Non-destructive mounting systems are strictly connected to “compatibility” and “reversibility”, as above mentioned. Wi-Fi connection is not always feasible in historic buildings [39], especially in inhabited buildings. On the one hand, these buildings have very thick walls which might interrupt the Wi-Fi signal, on the other hand, due to their historic value, making holes or installing facilities is often not allowed/possible. In this case, portable devices could be a suitable alternative. They can be used for environmental monitoring of T_a and RH_a, when the accuracy of the measurement is good compared to other systems.

Three types of sensors are normally used for contact monitoring: (i) Platinum resistor; (ii) thermistor; and (iii) thermocouple [9]. The most common disturbance in environmental monitoring of CH are: (i) IR radiation which supplies external heat to the sensor, increases of T_a and consequently decreases of RH_a [9,10] and; (ii) response time of the instruments to reach the thermal equilibrium [9,10]. IR radiation influence is related to the presence of direct solar radiation, incandescent lamps, or radiant heaters. Obviously, the sensor should be positioned far from heat sources in order to avoid possible IR influence. Besides, an IRT survey could help to check the absence of thermal influences on sensors, cables, or other elements. Finally, environmental and external contact sensors can be protected with screens. Screens should be made of reflecting materials and should have adequate natural or forced ventilation as described in EN ISO 7726 [40].

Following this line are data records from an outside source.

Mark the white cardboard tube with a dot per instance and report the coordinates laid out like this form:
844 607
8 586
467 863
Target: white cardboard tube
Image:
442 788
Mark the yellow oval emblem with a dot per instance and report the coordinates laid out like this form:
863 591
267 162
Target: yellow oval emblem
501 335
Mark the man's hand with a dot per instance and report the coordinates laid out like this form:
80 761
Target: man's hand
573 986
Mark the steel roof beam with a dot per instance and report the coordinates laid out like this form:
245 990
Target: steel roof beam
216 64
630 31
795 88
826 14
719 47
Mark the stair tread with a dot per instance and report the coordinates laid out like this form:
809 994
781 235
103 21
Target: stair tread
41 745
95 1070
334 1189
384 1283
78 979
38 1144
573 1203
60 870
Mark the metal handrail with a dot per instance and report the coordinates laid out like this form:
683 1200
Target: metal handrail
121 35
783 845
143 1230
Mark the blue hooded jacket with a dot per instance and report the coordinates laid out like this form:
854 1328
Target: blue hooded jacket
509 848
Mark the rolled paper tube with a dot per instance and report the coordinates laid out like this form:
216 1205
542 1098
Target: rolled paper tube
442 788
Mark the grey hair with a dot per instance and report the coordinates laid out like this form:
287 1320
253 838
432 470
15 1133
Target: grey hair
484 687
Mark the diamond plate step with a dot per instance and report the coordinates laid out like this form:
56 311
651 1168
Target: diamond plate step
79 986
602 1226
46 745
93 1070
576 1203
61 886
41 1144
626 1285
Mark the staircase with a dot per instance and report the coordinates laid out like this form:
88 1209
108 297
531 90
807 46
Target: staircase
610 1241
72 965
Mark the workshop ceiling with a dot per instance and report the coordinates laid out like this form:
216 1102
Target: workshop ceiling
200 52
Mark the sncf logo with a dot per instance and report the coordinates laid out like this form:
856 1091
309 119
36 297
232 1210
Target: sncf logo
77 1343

Another important aspect, specifically related to the characteristic of the instrument, is the response time, defined as “[…] the interval of time between the instant when the measure is subjected to a specified abrupt change and the instant when the response of the measuring instrument reaches and remains within specific limits around its final steady value” [10] (p. 35). The variability of external factors (i.e., windows or door openings, temporary use of HVAC systems or other disturbances) causes peaks or drops in T_a and RH_a that could affect CH preservation. Thus, accurate measurements require sensors with 95% response time, equal to or lower than one third of the shortest expected peak or drop to be monitored [10].

The most common disturbances in contact monitoring of CH surfaces are: (i) Surface roughness of the wall; (ii) non-coplanar surfaces; (iii) dusty or damaged surfaces; and (iv) wet surfaces. These situations affect measurement accuracy. Surface roughness or non-coplanar layers are critical because they involve the modification of the geometrical properties of the surface, causing thermal instabilities of several technological devices [41]. Dusty or damage surfaces can have an impact on the adhesion of the sensor to the building component.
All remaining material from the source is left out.